Programa de Compras de Emergencia para la Pandemia (PEPP, siglas en inglés), liquidez en expansión, ERTE, líneas de crédito subvencionadas, partidas específicas a fondo perdido para empresas, gestión de tipos de interés negativos, preocupación por la deflación, programas multimillonarios de inversión tanto en Estados Unidos como en la Unión Europea (con la Next Generation como buque insignia)… Estas son medidas centrales que se están adoptando tras la crisis pandémica. El cambio en relación a lo aplicado durante la Gran Recesión no admite réplica: ni los graznidos –utilizando una expresión de Keynes– más acendrados de los halcones económicos acallan esta nueva senda.
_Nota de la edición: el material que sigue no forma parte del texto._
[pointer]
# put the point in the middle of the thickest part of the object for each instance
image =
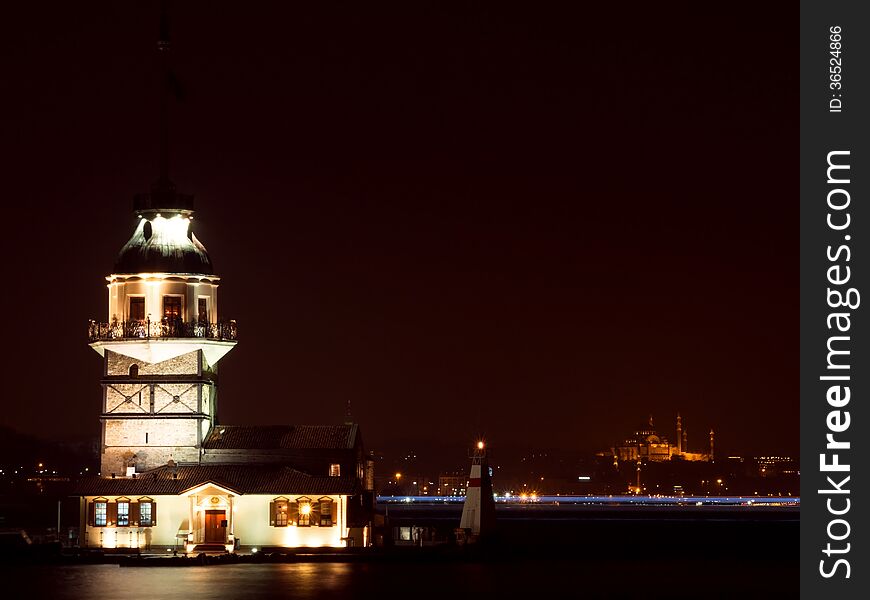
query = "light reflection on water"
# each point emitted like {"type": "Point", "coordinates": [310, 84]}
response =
{"type": "Point", "coordinates": [97, 582]}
La heterodoxia empapa el sancta santorum de los impuestos: el propio FMI reclama una tasa a las rentas más altas para pagar la factura del Covid-19, una formulación que ya realizaron hace unos años Piketty y Zucman, siendo descalificada. En este escenario de reivindicación de las cargas impositivas, otros se dedican a predicar, como siempre, que la solución está en bajar los impuestos: lo vemos día a día en las contiendas electorales, por boca de candidatos conservadores. Son herramientas fallidas, con datos en la mano: véanse los trabajos académicos de Piketty, Saez, Zucman, De Grawe, Keen, Eichengreen, entre otros autores. Victor Gaspar, Jefe de Fiscalidad del FMI, afirma, rotundo, que la gran lección de esta crisis vírica es que la política fiscal es una herramienta muy poderosa. Y añade: accesos más fáciles a la financiación de los países permiten recuperaciones más tempranas, como se está viendo en Estados Unidos y en China.
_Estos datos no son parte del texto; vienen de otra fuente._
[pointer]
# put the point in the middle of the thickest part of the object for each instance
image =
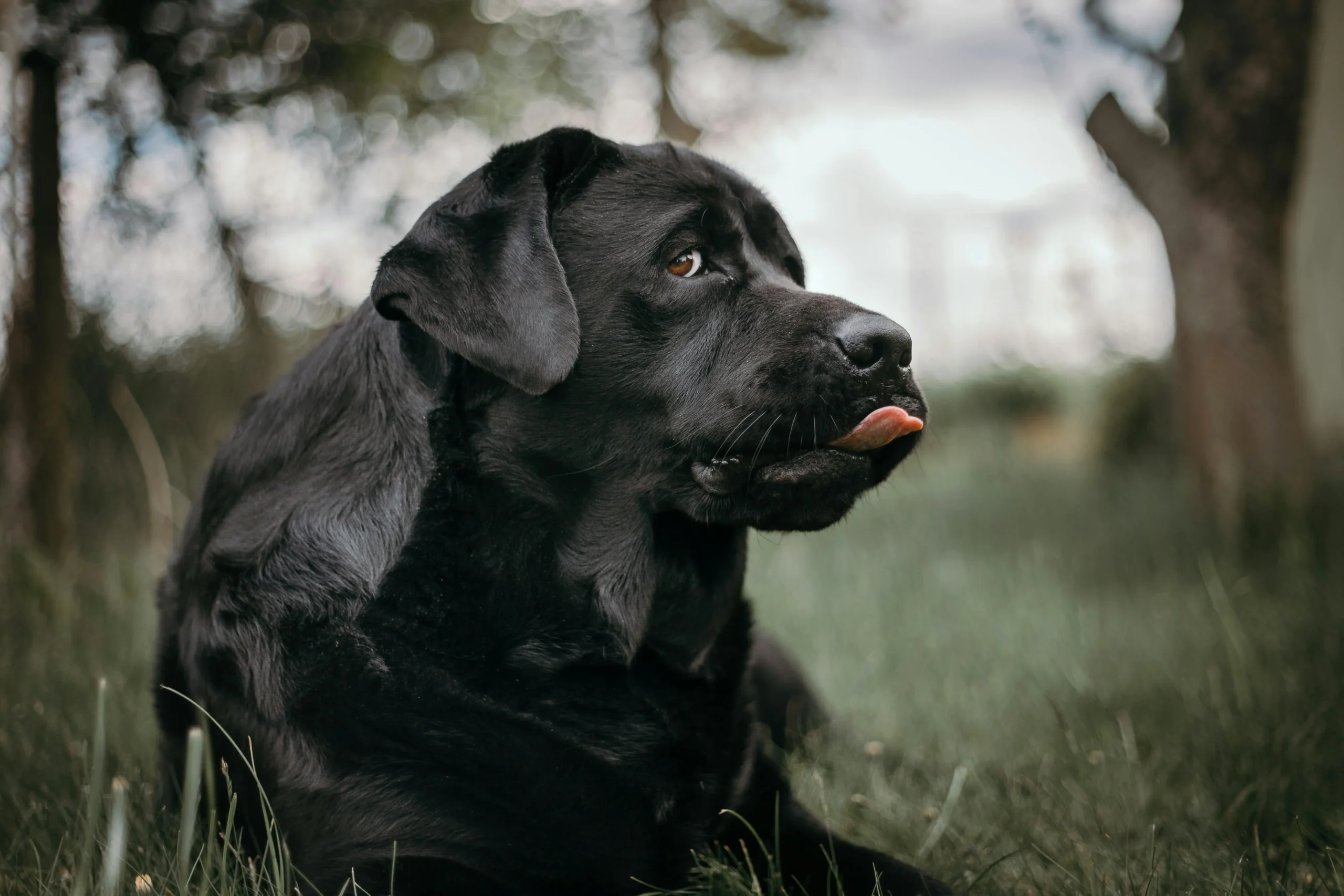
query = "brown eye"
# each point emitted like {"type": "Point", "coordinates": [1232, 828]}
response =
{"type": "Point", "coordinates": [686, 263]}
La deuda pública, siempre invocada, preocupa menos que en la crisis de 2008. Los déficits públicos se corregirán con el advenimiento del crecimiento económico, más adelante. Cristopher Pissarides, Premio Nobel de Economía, llega a aseverar la condonación de la deuda soberana de Italia o Grecia, si el endeudamiento es insostenible (algo parecido propusieron Carmen Reinhart, economista jefe del Banco Mundial, y Kenneth Rogoff, para el caso de España, en 2012-2013). Jean Pisani-Ferry, economista de Bruegel, otrora asesor de Emmanual Macron, ofrece una metáfora precisa: se está derrumbando la muralla del Tratado de Maastricht. Y Fabio Panetta, del Comité Ejecutivo del BCE lo enfatiza: mejor inyectar los máximos estímulos que quedarse corto. La nave vira…e la nave va.
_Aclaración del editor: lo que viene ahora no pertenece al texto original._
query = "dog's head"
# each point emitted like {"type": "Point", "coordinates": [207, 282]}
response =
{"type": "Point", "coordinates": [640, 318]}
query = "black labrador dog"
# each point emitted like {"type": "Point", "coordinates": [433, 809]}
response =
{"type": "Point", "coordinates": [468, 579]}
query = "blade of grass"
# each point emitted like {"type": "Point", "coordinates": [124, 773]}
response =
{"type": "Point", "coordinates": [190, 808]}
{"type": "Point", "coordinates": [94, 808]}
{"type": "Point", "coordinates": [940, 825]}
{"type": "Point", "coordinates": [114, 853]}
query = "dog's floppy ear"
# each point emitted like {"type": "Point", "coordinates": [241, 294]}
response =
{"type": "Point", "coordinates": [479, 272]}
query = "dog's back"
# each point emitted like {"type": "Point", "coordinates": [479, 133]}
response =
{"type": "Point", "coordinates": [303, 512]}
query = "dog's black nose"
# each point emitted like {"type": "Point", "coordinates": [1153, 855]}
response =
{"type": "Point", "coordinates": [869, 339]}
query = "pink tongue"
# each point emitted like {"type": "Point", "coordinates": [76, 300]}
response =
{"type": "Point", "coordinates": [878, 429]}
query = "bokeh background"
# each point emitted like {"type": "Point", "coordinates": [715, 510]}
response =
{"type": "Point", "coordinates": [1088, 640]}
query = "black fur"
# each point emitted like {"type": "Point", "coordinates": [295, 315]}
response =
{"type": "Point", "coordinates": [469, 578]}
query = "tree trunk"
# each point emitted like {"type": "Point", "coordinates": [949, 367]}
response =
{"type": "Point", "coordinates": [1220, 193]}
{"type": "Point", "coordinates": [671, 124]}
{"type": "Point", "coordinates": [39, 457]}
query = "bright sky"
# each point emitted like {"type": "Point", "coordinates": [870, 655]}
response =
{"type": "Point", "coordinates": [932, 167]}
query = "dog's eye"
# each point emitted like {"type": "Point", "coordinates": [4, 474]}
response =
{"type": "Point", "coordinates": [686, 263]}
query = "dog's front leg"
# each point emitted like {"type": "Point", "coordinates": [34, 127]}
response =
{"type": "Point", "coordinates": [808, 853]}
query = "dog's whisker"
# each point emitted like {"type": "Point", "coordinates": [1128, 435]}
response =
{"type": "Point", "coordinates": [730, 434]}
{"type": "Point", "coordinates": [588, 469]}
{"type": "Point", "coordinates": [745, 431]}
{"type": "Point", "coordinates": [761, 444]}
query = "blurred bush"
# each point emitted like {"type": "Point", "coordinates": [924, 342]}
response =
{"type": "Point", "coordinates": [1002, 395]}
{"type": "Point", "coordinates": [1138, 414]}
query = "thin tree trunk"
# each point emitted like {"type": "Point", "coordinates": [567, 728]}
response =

El debate está abierto. Lo que parece evidente es que los dogmas del pasado se han puesto en hibernación. Básicamente, porque no funcionaron para el conjunto de la sociedad, si bien fueron provechosos para segmentos específicos de la misma: los más ricos. Urge contrastar los argumentos con datos, con números, con el análisis de experiencias pasadas. Y dejar la teología para quienes son competentes en ella: los que piensan, religiosamente, en los avatares de la vida y del espíritu; incluso del más allá. Pero eso no es el objetivo de la ciencia económica, que debiera velar por el bienestar, aquí, de las personas.